その後、本県は復旧・復興に向け、県民一丸となって挑戦を続けてまいりました。被害を受けた公共土木施設の復旧工事がほぼ完了し、農林水産業については、農地の除染や徹底したモニタリング検査と安全性の発信、ブランド化の推進により、農林水産物の価格も一部を除き少しずつ回復してきています。震災直後、大きく落ち込んだ観光客入込数も、大河ドラマの放映やデスティネーションキャンペーンなどにより、震災前に近いレベルまで回復してきております。また、全国新酒鑑評会で史上初となる金賞受賞数7年連続日本一を達成したほか、県産農産物の輸出量が震災前を大きく上回るなど、県産品への評価も高まっています。
さらに、避難地域においては、避難指示の解除を始め、JR常磐線・常磐自動車道の全線再開、学校や病院の再開、ロボット、再生可能エネルギー等の研究施設の整備が進むなど、復興に向けた取り組みは、着実に成果となって現れてきました。
しかし、震災と原発事故からの復興はいまだ途上にあり、時間が経つにつれて風化も進んでいます。さらには、令和元年東日本台風や令和3年2月13日の福島県沖地震等からの復旧、新型コロナウイルス感染症、地方創生・人口減少対策など、課題は山積しております。
今後も、県民の皆さん、そして福島に心を寄せていただいている国内外の多くの方々と手を携えながら、復興のあゆみを一歩一歩進め、ふるさと福島の復興を成し遂げていかなければなりません。
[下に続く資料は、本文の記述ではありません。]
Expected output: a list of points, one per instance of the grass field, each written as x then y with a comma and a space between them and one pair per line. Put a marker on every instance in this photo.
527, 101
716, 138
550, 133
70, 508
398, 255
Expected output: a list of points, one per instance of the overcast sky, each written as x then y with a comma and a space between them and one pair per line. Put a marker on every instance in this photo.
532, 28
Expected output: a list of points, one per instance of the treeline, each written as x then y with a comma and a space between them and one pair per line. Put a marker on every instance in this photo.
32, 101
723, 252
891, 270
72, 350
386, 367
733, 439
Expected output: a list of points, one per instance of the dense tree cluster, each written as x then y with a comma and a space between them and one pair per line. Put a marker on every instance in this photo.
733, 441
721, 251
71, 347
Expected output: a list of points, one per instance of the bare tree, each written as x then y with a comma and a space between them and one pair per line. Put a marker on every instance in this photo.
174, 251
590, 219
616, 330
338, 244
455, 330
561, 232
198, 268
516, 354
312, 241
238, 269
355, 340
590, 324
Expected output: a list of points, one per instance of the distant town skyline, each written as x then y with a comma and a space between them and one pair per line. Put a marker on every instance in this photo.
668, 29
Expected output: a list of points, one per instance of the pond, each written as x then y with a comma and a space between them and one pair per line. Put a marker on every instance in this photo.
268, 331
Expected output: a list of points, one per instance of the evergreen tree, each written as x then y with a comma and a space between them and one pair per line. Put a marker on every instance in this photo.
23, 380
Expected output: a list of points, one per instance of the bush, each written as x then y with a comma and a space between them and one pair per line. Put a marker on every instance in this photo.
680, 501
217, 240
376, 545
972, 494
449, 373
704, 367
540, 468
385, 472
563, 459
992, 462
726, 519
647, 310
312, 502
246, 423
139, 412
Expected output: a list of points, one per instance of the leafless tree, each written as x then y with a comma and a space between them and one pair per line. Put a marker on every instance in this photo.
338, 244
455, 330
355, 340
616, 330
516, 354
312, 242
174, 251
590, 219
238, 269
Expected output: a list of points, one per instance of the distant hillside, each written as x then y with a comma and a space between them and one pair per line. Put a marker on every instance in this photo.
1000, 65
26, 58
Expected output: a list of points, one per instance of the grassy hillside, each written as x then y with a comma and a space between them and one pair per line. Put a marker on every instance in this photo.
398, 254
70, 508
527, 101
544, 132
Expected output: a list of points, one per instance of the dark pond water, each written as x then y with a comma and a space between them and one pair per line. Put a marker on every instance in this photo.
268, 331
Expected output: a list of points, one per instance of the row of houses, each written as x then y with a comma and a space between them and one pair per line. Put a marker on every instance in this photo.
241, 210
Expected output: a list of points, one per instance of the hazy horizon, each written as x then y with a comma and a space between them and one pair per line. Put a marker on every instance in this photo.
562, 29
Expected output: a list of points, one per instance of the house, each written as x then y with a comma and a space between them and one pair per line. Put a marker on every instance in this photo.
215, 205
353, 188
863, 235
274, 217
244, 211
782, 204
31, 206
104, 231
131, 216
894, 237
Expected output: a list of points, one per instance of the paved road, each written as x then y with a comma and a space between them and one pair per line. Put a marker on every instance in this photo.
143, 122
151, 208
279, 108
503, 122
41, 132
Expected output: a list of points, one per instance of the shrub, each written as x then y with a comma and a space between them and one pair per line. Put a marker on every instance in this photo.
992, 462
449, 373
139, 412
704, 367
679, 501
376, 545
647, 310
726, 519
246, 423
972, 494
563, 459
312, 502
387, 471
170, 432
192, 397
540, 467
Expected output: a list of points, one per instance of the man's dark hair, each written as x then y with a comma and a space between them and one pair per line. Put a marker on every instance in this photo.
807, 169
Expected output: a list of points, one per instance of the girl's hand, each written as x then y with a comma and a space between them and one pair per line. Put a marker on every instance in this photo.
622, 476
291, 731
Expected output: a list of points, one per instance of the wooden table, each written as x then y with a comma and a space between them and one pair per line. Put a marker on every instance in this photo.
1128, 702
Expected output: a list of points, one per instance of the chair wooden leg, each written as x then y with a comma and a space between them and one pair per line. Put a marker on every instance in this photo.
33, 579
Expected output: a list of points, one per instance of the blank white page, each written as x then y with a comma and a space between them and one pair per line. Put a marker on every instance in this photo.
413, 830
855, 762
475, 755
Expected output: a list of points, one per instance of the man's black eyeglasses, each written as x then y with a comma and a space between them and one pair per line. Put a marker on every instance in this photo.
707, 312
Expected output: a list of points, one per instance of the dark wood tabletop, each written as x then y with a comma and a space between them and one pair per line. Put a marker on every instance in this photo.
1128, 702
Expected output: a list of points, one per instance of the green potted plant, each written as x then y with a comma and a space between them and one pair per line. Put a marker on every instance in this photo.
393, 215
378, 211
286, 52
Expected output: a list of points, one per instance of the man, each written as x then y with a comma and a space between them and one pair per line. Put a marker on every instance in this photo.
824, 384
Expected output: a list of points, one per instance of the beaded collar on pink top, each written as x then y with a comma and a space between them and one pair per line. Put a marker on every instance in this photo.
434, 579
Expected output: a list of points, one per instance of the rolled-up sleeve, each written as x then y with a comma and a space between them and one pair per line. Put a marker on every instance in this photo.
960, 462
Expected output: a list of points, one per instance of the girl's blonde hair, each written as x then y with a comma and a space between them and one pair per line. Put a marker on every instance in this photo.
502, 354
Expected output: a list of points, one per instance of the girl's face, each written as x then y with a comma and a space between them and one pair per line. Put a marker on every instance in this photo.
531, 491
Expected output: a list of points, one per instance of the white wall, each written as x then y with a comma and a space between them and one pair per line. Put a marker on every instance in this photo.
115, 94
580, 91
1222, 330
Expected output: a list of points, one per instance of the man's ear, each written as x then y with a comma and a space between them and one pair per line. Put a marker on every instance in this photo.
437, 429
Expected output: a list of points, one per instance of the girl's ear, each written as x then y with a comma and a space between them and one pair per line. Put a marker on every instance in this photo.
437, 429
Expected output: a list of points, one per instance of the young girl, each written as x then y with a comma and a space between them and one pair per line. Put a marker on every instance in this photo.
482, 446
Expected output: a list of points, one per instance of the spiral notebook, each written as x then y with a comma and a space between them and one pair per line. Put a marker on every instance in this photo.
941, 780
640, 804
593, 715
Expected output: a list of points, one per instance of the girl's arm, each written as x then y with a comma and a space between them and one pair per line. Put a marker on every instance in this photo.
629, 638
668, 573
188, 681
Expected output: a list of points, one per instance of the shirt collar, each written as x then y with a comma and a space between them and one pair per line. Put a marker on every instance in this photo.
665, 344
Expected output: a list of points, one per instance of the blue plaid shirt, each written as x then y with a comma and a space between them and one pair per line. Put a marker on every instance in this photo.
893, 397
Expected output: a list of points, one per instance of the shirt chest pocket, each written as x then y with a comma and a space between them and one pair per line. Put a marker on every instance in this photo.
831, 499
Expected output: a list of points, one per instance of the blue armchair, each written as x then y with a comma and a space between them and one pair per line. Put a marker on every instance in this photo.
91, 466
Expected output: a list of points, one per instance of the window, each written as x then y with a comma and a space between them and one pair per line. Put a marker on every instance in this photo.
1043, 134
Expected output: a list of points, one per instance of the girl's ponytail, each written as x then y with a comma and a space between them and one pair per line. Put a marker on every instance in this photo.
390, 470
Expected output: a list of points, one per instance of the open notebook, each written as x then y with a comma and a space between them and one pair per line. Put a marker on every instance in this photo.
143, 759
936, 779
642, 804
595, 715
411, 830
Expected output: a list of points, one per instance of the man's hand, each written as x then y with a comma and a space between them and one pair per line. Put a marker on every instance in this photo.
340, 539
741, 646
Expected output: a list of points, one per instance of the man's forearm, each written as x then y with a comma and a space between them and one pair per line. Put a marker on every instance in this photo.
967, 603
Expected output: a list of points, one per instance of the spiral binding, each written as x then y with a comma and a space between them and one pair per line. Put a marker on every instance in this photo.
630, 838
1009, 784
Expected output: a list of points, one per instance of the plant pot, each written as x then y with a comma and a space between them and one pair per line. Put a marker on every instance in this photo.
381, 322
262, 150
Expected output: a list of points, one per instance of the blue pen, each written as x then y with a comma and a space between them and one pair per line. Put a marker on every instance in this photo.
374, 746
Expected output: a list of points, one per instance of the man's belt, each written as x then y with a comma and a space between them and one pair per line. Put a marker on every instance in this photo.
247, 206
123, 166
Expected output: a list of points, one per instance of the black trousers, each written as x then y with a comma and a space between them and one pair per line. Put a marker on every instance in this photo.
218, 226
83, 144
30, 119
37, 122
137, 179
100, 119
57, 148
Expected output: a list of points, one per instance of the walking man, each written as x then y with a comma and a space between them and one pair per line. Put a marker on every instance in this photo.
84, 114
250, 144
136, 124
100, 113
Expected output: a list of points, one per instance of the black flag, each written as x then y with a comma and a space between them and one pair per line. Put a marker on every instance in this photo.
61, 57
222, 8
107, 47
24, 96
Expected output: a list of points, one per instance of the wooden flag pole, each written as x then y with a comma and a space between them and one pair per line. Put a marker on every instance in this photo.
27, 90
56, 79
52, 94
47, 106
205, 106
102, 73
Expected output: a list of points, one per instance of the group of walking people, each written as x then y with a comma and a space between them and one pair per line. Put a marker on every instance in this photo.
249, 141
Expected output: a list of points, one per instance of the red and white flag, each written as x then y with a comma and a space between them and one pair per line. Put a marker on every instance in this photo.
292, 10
今回、震災と原発事故から10年の節目を迎えるに当たり、県内外の多くの方々に、これまでの復興への取り組みや「ふくしまの今」、県民の皆さんの声を広く発信するとともに、震災の記録と記憶、県民のたゆまぬ努力と全国から頂いた心温まる応援を後世に残していくために、本記録誌を発刊することといたしました。
たくさんの方々に本県の現状や思いを共有していただければ幸いです。
これからも、前例のない複合災害からの復興を目指し、新スローガン「ひとつ、ひとつ、実現する ふくしま」のもと、福島の明るい未来に向けた挑戦を継続してまいります。